Rather than focusing on detecting employee theft, at which point the money is already gone, small business owners should concentrate their efforts on minimizing opportunities for theft to occur. This does not need to be time consuming nor require an in-depth knowledge of accounting. Instead use common sense.

Here are some techniques to deter fraud:

• Receive your bank statement directly from the bank, before anyone else, and open it. You don’t even have to look at it, although it wouldn’t hurt, but the fact your employees know you can look at it will discourage them from writing a check to themselves, or transferring money from your account into their own.

• Insist on receiving monthly bank account reconciliations from your bookkeeper. If you can’t get this report in a timely fashion, you should ask questions since regular reconciliations do not require a lot of effort or time.

• When you receive the bank account reconciliation, pay particular attention to the items used to make the bank balance match the book balance. These items, such as deposits in transit, can be used to hide shortages in the account.

• Be wary of transfers between bank accounts. Business owners are frequently careful with their checkbook but allow employees unlimited ability to transfer money between accounts. If you use more than one bank account, contact your bank to set up security procedures for transfers.
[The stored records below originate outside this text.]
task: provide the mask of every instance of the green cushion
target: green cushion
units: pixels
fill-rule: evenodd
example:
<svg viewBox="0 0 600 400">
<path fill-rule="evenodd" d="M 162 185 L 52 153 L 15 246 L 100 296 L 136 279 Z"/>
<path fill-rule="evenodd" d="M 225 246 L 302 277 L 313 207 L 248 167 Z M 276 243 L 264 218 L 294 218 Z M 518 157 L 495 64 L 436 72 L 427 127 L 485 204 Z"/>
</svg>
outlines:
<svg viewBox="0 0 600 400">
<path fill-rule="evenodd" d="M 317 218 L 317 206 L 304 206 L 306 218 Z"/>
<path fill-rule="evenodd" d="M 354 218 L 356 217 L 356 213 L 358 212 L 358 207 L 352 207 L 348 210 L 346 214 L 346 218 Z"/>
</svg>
The bank can make often this a two-step process, whereby one employee must initiate the transaction and another authorizes it. This could prevent a large transfer from your account into the account of an employee.

• Don’t leave large cash balances in a bank account that employees can access. Limit the balance in your operating account to an amount you can afford to lose. Keep the rest in an account with restricted access.

• Control the use of credit cards. If possible, avoid using them at all. This may seem impossible, but many times a billing account can be set up with a vendor so that credit cards are not required. If you can’t avoid using credit cards, follow the same advice given for your bank account. Receive the statement directly and open it.

• Implement a vendor approval process. Many frauds are perpetrated using fictitious vendor accounts set up by dishonest employees. The fictitious vendor is really just a name in your accounting system that looks like a legitimate vendor. Checks can be made payable to this vendor, which can be hard to detect since the check is buried amongst legitimate vendor invoices. The best solution is to prevent vendors from being set up in the system by implementing an approval process. Most accounting systems can restrict employee access to the vendor file.

• Review your payroll reports. If you can’t review them weekly, then review them monthly, but be sure to vary the timing so that the review is unexpected. Look for fake employees, extra bonus checks, wages in excess of agreed pay rates and excessive overtime.

• Send out customer statements. Let your customers be part of your internal controls. They will appreciate the statements so they know that their records agree with yours, and if they find a discrepancy, they will contact you. It may be a simple error or it could help you identify an employee who is stealing accounts receivable checks.

Most importantly, do not be deterred. Remember, it’s your company. If your employee talks in circles, answers your questions with confusing and complex responses or makes you feel like the information is too difficult for you to understand, then you have a problem. Financial information is basic math, and your bookkeeper should be trying to help you understand the information. If you’re not getting the answers you want, then your employee may have something to hide.